Black holes and global annihilation: who decides the risk is worth it?

Folk would be hard pressed to miss news of the experiment taking place under the French-Swiss border that scientists suggest could annihilate the planet - well there is an estimated one to 50 million chance of annihilation.

CERN, the European Organization for Nuclear Research, which has built this vast 17 mile tunnel, 100 metres underground (see pic), hopes that we will learn more about the start of the universe. But many of us are asking who decides what level of technological risk is acceptable? It is of course to some extent in CERN's interest to suggest the risk is less than it might be - but basically the rest of us have no say at all....

Should there be a global referendum? Do any of us without doctorates in physics really understand the technology? And what of the
massive 120MW plus of power it gobbles up every time it is used? Aren't we meant to be making savage energy cuts if we are to tackle climate change? And what of the $10 billion of public funds it has cost? As others have reported that amount could deliver universal primary education.


Russ said...

with 120MW, the 'W' represents the term Watt, which is a unite of power; where as all that matters in terms of energy use is energy, Joules(power*time).

I shouldn't worry about the cost of the project; like someone said on the news, they probably spend more on the Grand Prix, over a period of years; and what is the pursuit of knowledge, in cultural terms, compared to watching cars go round and around, occasionally crashing into each other?

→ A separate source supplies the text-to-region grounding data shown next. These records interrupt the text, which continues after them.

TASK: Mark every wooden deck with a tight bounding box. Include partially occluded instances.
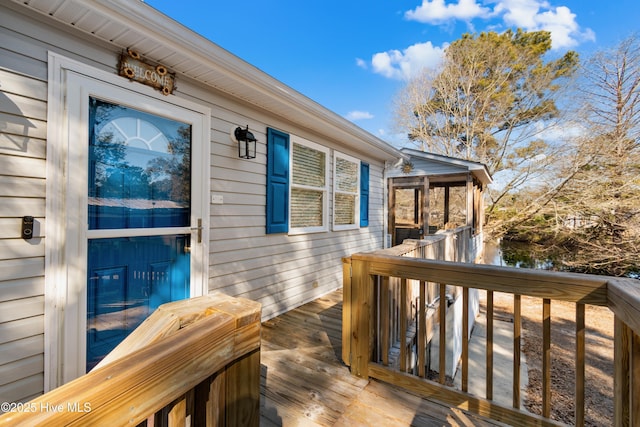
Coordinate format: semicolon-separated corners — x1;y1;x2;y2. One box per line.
260;289;505;426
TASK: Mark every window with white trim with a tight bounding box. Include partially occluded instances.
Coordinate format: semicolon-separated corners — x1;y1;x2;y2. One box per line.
333;152;360;230
289;137;329;234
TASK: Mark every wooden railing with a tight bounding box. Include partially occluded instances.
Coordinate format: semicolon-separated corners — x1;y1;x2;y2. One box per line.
343;248;640;426
342;229;478;377
0;292;261;427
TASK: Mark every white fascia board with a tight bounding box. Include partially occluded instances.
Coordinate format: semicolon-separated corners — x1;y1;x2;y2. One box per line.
400;148;493;184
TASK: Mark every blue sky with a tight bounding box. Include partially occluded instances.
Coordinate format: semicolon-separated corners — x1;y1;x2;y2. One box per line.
145;0;638;148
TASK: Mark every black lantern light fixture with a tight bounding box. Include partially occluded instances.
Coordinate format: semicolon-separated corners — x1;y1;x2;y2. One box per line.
234;125;257;159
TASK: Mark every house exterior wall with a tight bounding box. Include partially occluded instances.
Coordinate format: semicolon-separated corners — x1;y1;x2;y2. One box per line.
208;144;385;319
0;4;392;403
0;9;52;404
171;65;388;320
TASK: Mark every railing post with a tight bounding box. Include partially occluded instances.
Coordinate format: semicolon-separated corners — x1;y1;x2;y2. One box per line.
342;257;352;367
226;349;261;426
0;293;262;426
350;256;373;379
608;277;640;427
632;330;640;427
614;316;631;426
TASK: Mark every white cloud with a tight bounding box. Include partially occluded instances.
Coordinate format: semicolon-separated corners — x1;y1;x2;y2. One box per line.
404;0;595;50
535;6;595;48
405;0;491;23
371;41;447;80
346;110;374;121
492;0;595;49
494;0;541;28
368;0;594;81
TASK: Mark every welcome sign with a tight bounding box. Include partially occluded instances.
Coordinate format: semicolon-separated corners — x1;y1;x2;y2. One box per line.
118;49;176;95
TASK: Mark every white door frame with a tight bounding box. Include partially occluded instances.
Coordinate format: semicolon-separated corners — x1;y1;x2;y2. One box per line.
45;53;210;390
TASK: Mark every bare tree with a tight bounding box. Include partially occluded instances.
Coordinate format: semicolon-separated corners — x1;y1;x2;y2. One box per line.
581;34;640;157
558;34;640;275
505;34;640;276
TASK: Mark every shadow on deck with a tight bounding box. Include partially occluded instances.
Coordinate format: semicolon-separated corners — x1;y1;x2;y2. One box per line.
260;289;504;426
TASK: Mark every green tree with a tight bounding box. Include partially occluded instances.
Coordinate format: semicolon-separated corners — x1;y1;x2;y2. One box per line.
394;29;579;231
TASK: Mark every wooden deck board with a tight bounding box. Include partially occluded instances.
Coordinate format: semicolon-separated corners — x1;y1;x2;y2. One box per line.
260;289;506;426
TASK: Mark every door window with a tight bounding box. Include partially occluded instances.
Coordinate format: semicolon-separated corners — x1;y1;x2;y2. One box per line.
88;98;191;229
393;187;424;245
86;98;193;370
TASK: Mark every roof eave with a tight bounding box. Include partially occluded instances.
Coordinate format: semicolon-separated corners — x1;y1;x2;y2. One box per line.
400;148;493;185
13;0;403;161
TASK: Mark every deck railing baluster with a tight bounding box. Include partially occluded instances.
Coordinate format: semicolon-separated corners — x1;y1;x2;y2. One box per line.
439;283;447;385
400;278;408;372
462;287;469;392
542;298;551;418
381;276;390;366
513;294;522;410
418;281;427;378
576;303;586;426
486;290;494;401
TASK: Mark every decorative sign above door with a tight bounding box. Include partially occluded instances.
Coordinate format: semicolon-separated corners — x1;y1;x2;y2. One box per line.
118;48;176;95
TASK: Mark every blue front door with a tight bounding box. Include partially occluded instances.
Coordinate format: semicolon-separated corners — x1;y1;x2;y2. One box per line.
86;98;192;371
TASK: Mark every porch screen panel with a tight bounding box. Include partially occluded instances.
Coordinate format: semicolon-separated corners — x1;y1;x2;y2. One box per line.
449;186;467;227
395;188;418;224
429;187;445;231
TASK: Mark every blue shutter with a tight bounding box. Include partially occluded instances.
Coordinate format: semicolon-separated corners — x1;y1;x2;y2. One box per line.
266;128;290;233
360;162;369;227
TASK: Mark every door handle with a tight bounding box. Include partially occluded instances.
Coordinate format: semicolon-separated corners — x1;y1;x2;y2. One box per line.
191;218;202;243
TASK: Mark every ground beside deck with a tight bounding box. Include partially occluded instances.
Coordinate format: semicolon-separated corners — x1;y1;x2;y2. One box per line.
259;289;506;426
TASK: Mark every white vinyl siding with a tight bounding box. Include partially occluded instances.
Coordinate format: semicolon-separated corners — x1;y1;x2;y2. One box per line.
289;138;329;234
0;26;48;403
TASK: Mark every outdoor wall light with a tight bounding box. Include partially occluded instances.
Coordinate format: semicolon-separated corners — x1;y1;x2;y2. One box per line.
234;125;257;159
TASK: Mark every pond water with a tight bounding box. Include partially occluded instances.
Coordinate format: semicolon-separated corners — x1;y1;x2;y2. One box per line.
483;240;561;270
483;239;639;279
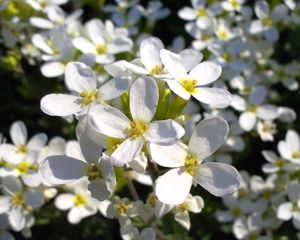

And where's the beef? why don't more greens go vegan, if life on this planet is so precious?

Russ said...

just to add:

If some factory left ONE 100watt bulb on for 24hours, that would power the CERN project, at 120MW, for 24seconds....
Just one 100W bulb; and plenty of factories leave plenty of lights on all day. Think about all the office lights left on in London, through the night.

And with CERN, we're talking about a science project which could possibly lead to a higher under standing of physics: and the knock on effect of that could be a safe form of power, like nuclear fusion(no, not fission), or God knows what.

For the calculation:120,000,000joulespersecond/(100joulespersecond*60*60*24)=24 seconds

Russ said...

Sorry got calculation wrong *thumps head*

the time it would power CERN is 1/24seconds=0.04 seconds.

A hundred 100W lights on all the time would power CERN for 4 seconds a day. The cost of one floor of an office block, in London.

still peanuts, in terms of energy.

Plus 120MW would probably max power for accelerator, which would only need to be powered for a few minutes a day, at a guess.

Anonymous said...

The energy is probably peanuts in the wider picture but $$$$$10 billion is not - we need to get priorities right - I'd also make Grand Pricks pay through the nose for their pleasures.